Are speed bumps in financial markets accomplishing their goals?

With the prevalence of high-frequency trading, some financial market exchange platforms have imposed speed bumps to delay trading orders and slow these traders down.

“Of course, the details will be different from exchange to exchange, but basically, they slow down or [they] impose some time lags between the order placement by high-frequency traders and order execution,” says Jun Aoyagi, a PhD candidate in economics and finance at the University of California Berkley.

These speed bumps have a positive effect, according to existing research, but a new working paper by Aoyagi showed they may not be as effective as some may think. In fact, the paper found that, in contrast to the intended purpose of the speed bumps, which is to slow high-frequency traders down and protect liquidity providers, they can, in fact, fuel high-frequency traders to invest in high-speed technology.

A speed bump may reduce the bid-ask spread, which high-frequency traders view as an increase in the trading reward, explains Aoyagi. “Basically, facing this larger reward, [the high-frequency trader] — [the] liquidity-taker — is actually more willing to invest in this speed technology to acquire . . . this large reward.”

For long-term investors, on the other hand, speed bumps are a good measure, he notes. “[They are] actually a good thing for those low-speed traders or long-term traders.”

For example, he says introducing a speed bump would increase the frequency of high-frequency traders, which would have negative impacts on short-term liquidity. “But from the point of view of long-term traders, it’s actually good because first, high-frequency traders [are] going to inject more information into the market, meaning that [the] price discovery process is going to be facilitated because of this high-frequency trading.
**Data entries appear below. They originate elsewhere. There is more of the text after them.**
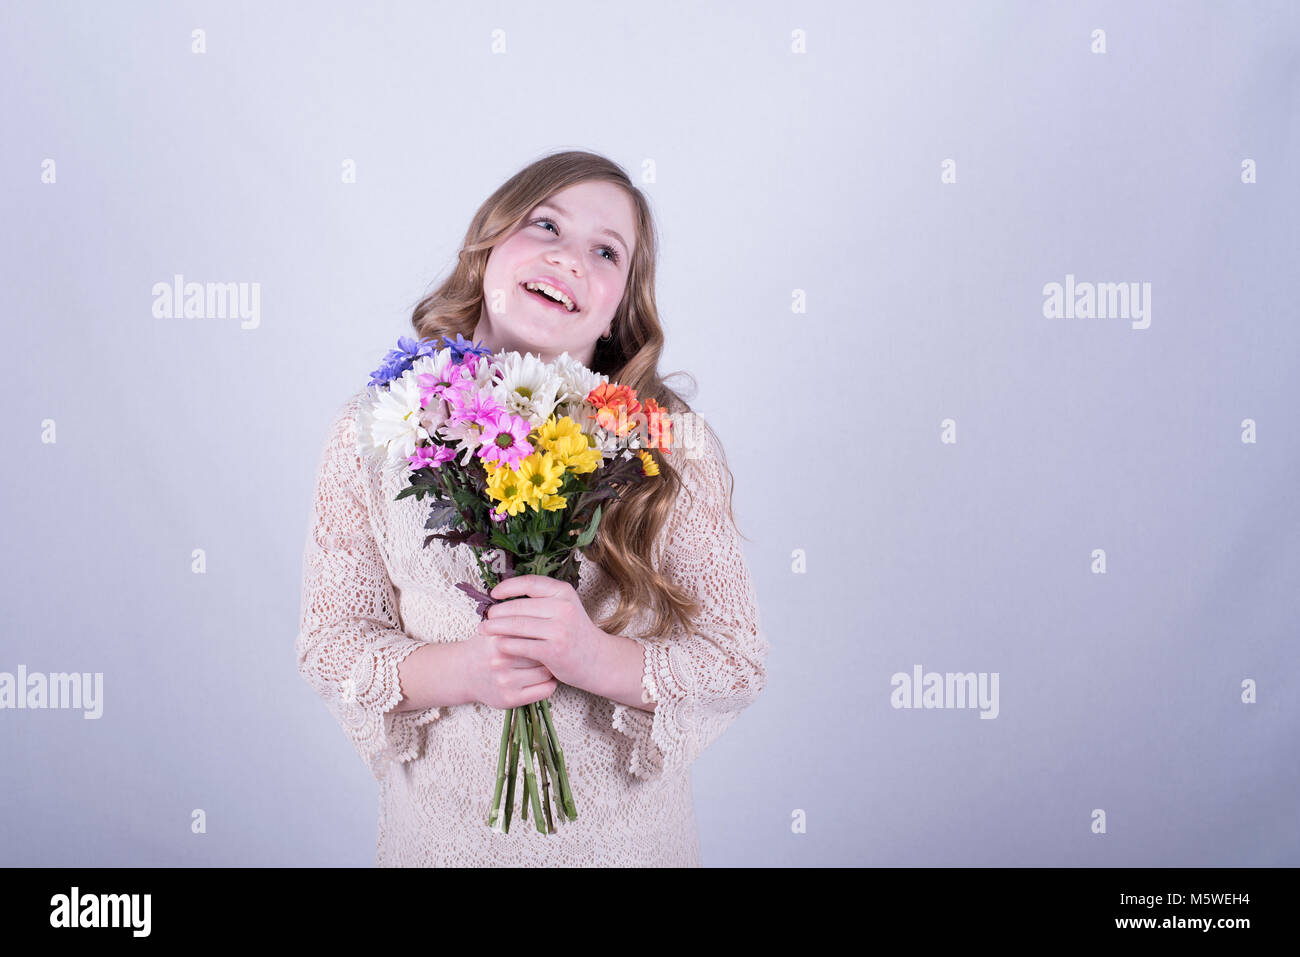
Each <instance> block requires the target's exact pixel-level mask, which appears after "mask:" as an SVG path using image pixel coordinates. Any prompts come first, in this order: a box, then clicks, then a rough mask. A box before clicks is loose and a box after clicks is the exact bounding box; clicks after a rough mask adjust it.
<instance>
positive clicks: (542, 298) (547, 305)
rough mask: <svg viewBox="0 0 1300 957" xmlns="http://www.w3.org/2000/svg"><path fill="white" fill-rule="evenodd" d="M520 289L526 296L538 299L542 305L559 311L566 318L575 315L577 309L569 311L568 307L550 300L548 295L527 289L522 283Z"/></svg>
mask: <svg viewBox="0 0 1300 957" xmlns="http://www.w3.org/2000/svg"><path fill="white" fill-rule="evenodd" d="M520 289H523V290H524V293H525V294H528V295H530V296H533V298H536V299H539V300H541V302H542V304H545V306H551V307H554V308H556V309H559V311H560V312H563V313H564V315H565V316H572V315H575V313H576V312H577V309H572V311H571V309H569V307H568V306H565V304H564V303H562V302H556V300H555V299H551V298H550V296H549V295H546V294H545V293H542V291H539V290H536V289H528V286H525V285H523V283H520Z"/></svg>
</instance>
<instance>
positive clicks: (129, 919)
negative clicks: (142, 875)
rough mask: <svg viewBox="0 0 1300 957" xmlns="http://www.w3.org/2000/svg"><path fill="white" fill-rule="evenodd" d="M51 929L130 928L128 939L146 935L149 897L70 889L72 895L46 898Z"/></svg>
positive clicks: (147, 919)
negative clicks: (130, 928) (83, 893)
mask: <svg viewBox="0 0 1300 957" xmlns="http://www.w3.org/2000/svg"><path fill="white" fill-rule="evenodd" d="M49 908H51V910H49V926H51V927H130V928H131V936H134V937H147V936H148V935H149V910H151V909H152V900H151V895H147V893H88V895H82V893H81V889H79V888H77V887H74V888H73V889H72V893H56V895H55V896H53V897H51V898H49Z"/></svg>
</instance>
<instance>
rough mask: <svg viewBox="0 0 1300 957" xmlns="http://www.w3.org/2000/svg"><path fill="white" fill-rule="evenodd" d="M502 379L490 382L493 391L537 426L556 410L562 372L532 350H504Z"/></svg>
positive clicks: (529, 421) (500, 372) (529, 423)
mask: <svg viewBox="0 0 1300 957" xmlns="http://www.w3.org/2000/svg"><path fill="white" fill-rule="evenodd" d="M498 364H499V368H500V373H502V376H500V380H499V381H498V382H495V385H493V386H491V395H493V398H494V399H497V402H499V403H500V404H502V406H504V407H506V411H508V412H513V413H515V415H517V416H521V417H524V419H528V423H529V425H532V426H533V428H534V429H536V428H537V426H538V425H542V424H543V423H545V421H546V420H547V419H549V417H550V415H551V412H554V411H555V399H556V393H558V391H559V389H560V380H559V376H556V374H555V371H554V369H551V367H550V365H549V364H546V363H543V361H542V360H541V359H539V358H538V356H536V355H533V354H532V352H525V354H524V355H520V354H519V352H504V354H502V355H500V356H499V359H498Z"/></svg>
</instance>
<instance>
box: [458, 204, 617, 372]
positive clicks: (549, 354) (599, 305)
mask: <svg viewBox="0 0 1300 957" xmlns="http://www.w3.org/2000/svg"><path fill="white" fill-rule="evenodd" d="M634 250H636V213H634V209H633V207H632V199H630V198H629V196H628V194H625V192H624V191H623V190H621V189H619V187H617V186H615V185H614V183H607V182H597V181H593V182H585V183H576V185H573V186H569V187H567V189H564V190H560V191H559V192H555V194H552V195H551V196H550V198H549V199H546V200H543V202H542V203H539V204H537V205H536V207H533V209H532V211H530V212H529V213H528V216H526V217H525V218H524V225H523V226H520V228H519V229H517V230H515V231H513V233H512V234H511V235H508V237H507V238H506V239H503V241H502V242H499V243H497V246H494V247H493V250H491V252H490V254H489V256H487V267H486V269H485V272H484V307H482V312H481V313H480V317H478V325H476V326H474V334H473V339H474V342H480V341H481V342H484V345H486V346H487V347H490V348H491V350H493V351H494V352H497V351H500V350H513V351H517V352H534V354H537V355H539V356H541V359H542V360H543V361H550V360H551V359H554V358H555V356H558V355H559V354H560V352H568V354H569V355H571V356H573V358H575V359H577V360H578V361H581V363H582V364H584V365H590V364H591V356H593V355H594V354H595V341H597V339H598V338H599V337H601V335H604V334H606V333H608V332H611V324H612V321H614V313H615V311H616V309H617V308H619V303H620V302H623V291H624V290H625V289H627V285H628V269H629V267H630V263H632V254H633V251H634ZM536 282H541V283H545V285H547V286H550V287H551V289H549V290H547V291H549V293H551V294H554V293H555V291H559V293H563V294H564V295H565V296H567V298H568V300H569V303H567V304H565V303H563V302H560V303H554V302H550V300H549V299H546V298H545V296H543V295H542V294H539V293H537V291H532V290H529V289H526V287H525V285H526V286H533V285H534V283H536ZM569 306H572V307H573V308H572V309H571V308H569Z"/></svg>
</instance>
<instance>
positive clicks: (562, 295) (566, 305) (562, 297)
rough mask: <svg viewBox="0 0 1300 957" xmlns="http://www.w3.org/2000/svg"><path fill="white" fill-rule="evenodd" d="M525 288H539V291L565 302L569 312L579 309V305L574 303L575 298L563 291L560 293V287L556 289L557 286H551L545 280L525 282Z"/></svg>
mask: <svg viewBox="0 0 1300 957" xmlns="http://www.w3.org/2000/svg"><path fill="white" fill-rule="evenodd" d="M524 289H532V290H537V291H538V293H541V294H542V295H545V296H547V298H550V299H555V300H556V302H560V303H564V308H567V309H568V311H569V312H575V311H576V309H577V306H576V304H575V303H573V300H572V299H569V298H568V296H567V295H564V294H563V293H560V291H559V290H558V289H555V286H549V285H547V283H545V282H525V283H524Z"/></svg>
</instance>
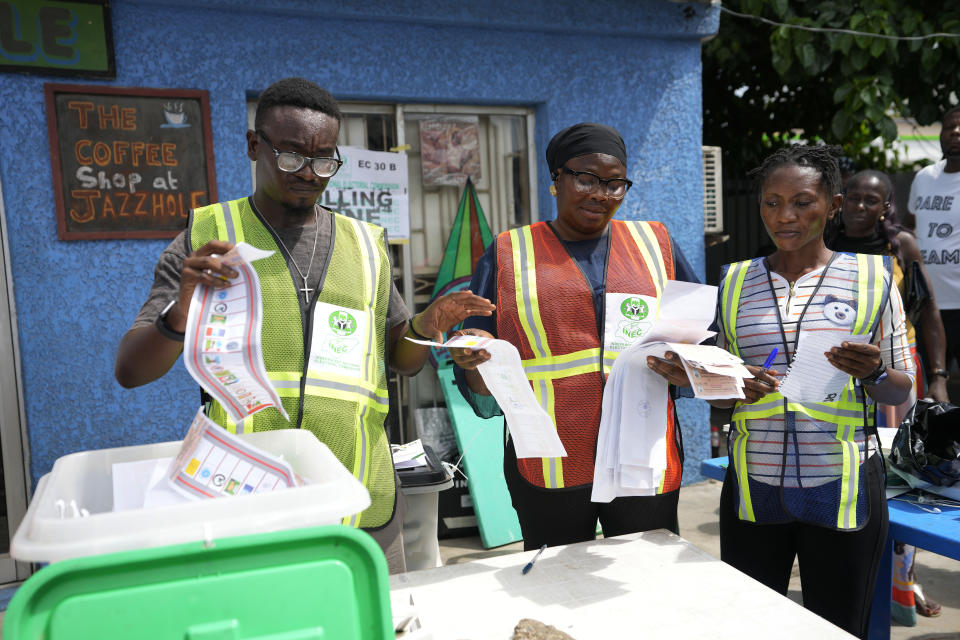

And from the point of view of long-term agents, it’s actually a good thing because the price is going to reflect more precise information about the true value of the assets.”

In particular, the paper found the cost of speed, expected length of a speed bump and the assets’ volatility all impact its effectiveness.

Overall, speed bumps can impact the aggregate welfare in different ways and one design for a speed bump won’t fit all situations. Plus, there may be a way to optimally design speed bumps, Aoyagi notes.

The paper was presented at the Northern Finance Association’s 2020 conference. The Canadian Investment Review is a proud partner of the NFA conference.